His eyes flashed, losing his mirth, trading it for his well-known aggression. "Ça y est tu peux passer au dessus."It is. Get over it.
"No. Not until I've processed it. Don't you understand I'd won the lottery by finding you? That all my wishes were granted when you fell in love with me? How can I justify being a billionaire in monetary worth, when I'm already beyond wealthy by having you?" My eyes burned as tears puddled from nowhere. Damn, I didn't want to cry. I didn't want to appear weak. I didn't know how to formulate my real concerns because I didn't even understand them myself.
My real fear stemmed from Frederick's veiled comment.
"They've saved your business but taken-" Taken what? How soon? I couldn't stomach the thought of Q being hurt.
Q frowned; he lost the edge of anger, confusion filling his gaze. "Tess-it's because of those reasons why I gave you the money. I've never trusted anyone to use my wealth in the same way I do. I never had the urge to share that responsibility. It's because you love me that you're perfect to accept the weight of the Mercer fortune."
I looked out the window again, swallowing the lump that had the audacity to choke. I'm afraid I'm not worthy of all of this. I'm afraid life will expect me to pay another toll, and I'm terrified I won't be able to afford it.
Q pulled his legs toward him, stretching to wrap a fist in my hair.
My heart flurried as he gently but firmly tilted my head to face him. "What's this really about, esclave?" His eyes searched mine, and I knew he'd never understand. I'd agreed to marry him. By that alone, I would've spent my life surrounded by wealth because I would spend it surrounded by Q. It made no difference.
But my real terror was the prick of instincts honing in on things Q kept hidden.
Oxygen caught in my lungs. I'd been planning a lifetime together, so why did I suddenly have the horrible notion Q planned for much less?
Q's face was cast with shadows as the plane pierced clouds, blocking out the view of the disappearing French countryside. "Peu importe ce qu'il y a tu peux me le dire." Whatever it is, you can tell me.
I shook my head, swallowing my tumultuous concerns. He didn't need to know I guessed something was amiss-not until I had concrete evidence and could demand an answer.

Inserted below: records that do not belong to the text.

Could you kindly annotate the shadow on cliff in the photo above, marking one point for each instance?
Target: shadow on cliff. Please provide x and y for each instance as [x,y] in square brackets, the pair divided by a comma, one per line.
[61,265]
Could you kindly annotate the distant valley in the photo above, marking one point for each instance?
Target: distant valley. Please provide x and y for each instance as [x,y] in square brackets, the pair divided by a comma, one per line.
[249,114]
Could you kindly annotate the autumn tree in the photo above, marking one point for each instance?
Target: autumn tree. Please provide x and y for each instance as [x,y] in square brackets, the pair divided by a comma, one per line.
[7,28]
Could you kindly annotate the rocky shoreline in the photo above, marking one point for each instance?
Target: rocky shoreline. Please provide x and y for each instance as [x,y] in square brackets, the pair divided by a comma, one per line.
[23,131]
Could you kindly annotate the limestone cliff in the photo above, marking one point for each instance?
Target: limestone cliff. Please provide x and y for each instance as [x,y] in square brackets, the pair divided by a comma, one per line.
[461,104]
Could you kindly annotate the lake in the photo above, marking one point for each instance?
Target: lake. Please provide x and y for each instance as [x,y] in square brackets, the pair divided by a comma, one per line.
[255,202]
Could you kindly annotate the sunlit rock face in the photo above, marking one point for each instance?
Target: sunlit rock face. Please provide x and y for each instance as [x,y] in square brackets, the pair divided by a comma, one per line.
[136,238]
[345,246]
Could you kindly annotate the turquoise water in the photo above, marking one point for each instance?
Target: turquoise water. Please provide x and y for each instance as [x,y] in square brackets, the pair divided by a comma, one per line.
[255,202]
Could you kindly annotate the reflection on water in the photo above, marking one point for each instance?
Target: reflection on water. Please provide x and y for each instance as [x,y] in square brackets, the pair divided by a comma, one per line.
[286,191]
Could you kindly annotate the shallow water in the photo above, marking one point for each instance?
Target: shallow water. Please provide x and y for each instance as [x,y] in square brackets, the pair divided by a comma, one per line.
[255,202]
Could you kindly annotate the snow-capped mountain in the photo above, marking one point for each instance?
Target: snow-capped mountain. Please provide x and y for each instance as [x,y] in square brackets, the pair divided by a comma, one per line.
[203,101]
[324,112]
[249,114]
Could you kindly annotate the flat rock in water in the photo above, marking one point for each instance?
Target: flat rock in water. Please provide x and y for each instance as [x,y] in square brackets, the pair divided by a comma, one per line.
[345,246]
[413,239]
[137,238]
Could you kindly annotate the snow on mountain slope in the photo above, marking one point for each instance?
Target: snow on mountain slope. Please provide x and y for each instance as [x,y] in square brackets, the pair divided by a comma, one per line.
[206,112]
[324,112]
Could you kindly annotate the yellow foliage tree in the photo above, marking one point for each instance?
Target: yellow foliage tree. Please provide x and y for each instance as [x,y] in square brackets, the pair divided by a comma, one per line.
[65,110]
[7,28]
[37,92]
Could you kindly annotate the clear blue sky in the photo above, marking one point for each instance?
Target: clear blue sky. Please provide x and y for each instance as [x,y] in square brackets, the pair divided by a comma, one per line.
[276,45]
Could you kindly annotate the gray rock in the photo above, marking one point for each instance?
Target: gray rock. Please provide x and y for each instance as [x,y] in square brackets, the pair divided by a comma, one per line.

Resting my palm on his warm thigh, I said, "It's fine. I'll be fine. Thank you. Thank you for trusting me with everything that you are." And stupidly planning for things I won't let come to pass.
Q's jaw clenched and for a moment I worried he wouldn't let me hide the truth, but then his hand dropped from my hair, brushing against the 'Q' branded into my neck. The skin was no longer painfully sensitive; I shivered at the soft caress.

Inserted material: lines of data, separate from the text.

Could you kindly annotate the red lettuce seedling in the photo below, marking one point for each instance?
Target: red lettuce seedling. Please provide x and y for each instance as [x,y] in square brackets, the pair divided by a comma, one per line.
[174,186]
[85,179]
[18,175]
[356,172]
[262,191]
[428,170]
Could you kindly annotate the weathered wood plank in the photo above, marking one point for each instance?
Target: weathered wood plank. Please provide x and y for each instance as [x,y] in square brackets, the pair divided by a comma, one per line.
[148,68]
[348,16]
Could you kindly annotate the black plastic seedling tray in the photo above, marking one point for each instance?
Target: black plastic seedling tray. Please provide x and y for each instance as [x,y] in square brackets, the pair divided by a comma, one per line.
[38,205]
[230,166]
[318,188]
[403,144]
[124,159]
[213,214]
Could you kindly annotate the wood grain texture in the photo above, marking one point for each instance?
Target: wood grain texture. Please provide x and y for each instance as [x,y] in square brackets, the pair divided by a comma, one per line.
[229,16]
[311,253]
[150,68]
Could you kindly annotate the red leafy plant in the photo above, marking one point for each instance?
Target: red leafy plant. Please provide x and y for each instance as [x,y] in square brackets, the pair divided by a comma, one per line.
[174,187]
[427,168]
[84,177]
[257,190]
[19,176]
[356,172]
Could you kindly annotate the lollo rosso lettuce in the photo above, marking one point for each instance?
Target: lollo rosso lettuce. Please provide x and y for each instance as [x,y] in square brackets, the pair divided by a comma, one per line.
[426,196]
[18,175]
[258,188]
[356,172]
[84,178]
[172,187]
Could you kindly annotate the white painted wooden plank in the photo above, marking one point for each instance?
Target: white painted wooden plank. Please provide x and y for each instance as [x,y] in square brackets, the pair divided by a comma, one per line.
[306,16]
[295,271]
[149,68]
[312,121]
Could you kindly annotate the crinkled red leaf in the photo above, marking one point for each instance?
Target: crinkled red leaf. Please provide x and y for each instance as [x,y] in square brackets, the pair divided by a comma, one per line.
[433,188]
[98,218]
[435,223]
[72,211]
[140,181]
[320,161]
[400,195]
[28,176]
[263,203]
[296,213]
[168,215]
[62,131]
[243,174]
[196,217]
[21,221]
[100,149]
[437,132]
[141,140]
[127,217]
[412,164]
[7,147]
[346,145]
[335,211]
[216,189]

"You still don't get it." He shook his head, eyes alive with vitality and connection. Bowing his head, he brushed his lips against mine. "You may have become richer in bank balance-but Tess … you made me richer in my heart. And that's fucking priceless."
My body gave way from substance to molten, and I arched my chin to kiss him. I wanted to shed my skin and fly. I wanted to free my soul, so Q could see just how much I loved him. My note wasn't enough to describe how much he'd changed my life. He was more than healing acid-he was my blood. We shared the same heartbeat and if he died I had no doubt my life would cease, too.